Ivan Garcia (Armando Espitia) and Gerardo Zabaleta’s (Christian Vazquez) lives as gay men in Mexico during the 1990s isn’t 100% bad. I Carry You With Me use some digressions in depicting moments of levity in their lives. There’s one scene twenty minutes into the film where Gerardo watches his friend, a drag queen slay a number. It shows that LGBT2+ people can thrive in little communities. But homophobia still exists. Ivan is a father, and disclosing his sexuality means that he can lose visitation rights. Even spending time with Gerardo can fuel rumors and destroy them both emotionally and sometimes physically.
This drama conveys a sense of real life while imbuing that with a mix of elegance. In depicting Ivan and Gerardo’s lives before and during their relationship, the film looks cozy and jewel-like. This is the second time this month that I’m watching a Mexican film with cool colors instead of warm ones, which is a welcome change. Real life, then, comes back when Ivan decides to cross the Sonora which almost kills his best friend Sandra. It captures that dangerous journey in darkness. But there’s a sense of optimism with Ivan, hoping to eventually return to his family.

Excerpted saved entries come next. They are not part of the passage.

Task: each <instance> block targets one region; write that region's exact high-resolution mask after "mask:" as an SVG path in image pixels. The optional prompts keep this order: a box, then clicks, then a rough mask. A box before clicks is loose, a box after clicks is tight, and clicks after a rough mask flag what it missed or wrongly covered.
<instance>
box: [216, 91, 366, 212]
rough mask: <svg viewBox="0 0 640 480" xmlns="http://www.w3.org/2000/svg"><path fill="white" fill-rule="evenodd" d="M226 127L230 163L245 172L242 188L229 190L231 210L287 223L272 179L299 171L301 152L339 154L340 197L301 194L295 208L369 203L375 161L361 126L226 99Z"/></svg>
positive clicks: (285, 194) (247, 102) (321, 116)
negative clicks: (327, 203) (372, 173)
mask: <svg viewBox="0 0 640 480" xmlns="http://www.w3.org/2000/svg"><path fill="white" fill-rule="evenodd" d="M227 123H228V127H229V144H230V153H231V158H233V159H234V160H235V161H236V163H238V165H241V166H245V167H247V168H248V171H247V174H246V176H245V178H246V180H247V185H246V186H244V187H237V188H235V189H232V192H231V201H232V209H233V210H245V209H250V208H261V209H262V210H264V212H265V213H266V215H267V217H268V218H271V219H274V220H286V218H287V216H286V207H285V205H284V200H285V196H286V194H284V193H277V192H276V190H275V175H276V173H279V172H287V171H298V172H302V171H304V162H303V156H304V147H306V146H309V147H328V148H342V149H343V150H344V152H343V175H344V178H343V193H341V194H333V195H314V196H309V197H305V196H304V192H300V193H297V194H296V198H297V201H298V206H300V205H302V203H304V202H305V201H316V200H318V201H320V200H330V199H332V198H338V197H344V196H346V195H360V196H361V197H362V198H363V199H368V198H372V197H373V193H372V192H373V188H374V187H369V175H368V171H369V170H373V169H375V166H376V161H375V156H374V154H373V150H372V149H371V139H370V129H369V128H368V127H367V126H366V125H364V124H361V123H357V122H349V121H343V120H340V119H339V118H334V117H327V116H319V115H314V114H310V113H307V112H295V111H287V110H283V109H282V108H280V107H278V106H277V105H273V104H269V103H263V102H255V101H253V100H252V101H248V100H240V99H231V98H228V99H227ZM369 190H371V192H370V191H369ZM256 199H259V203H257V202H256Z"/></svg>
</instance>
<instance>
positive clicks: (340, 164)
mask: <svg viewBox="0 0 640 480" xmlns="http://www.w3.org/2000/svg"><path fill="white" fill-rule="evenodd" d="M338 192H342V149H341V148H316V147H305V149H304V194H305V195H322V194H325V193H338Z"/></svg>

I Carry You With Me also shows that real life, as strange as it is, can give people the chances that they need. A kitchen fight gives Ivan a chance to move up from delivery boy to line cook, and he moves all the way up from there. The drama uses the same color palette during both the Mexico and the US scenes, which is again a subversive choice. As a whole it also mixes things up formally, conveying life’s poetry. I shows how people compromise things to be happy and it shows LGBT2+ people of color striving for better.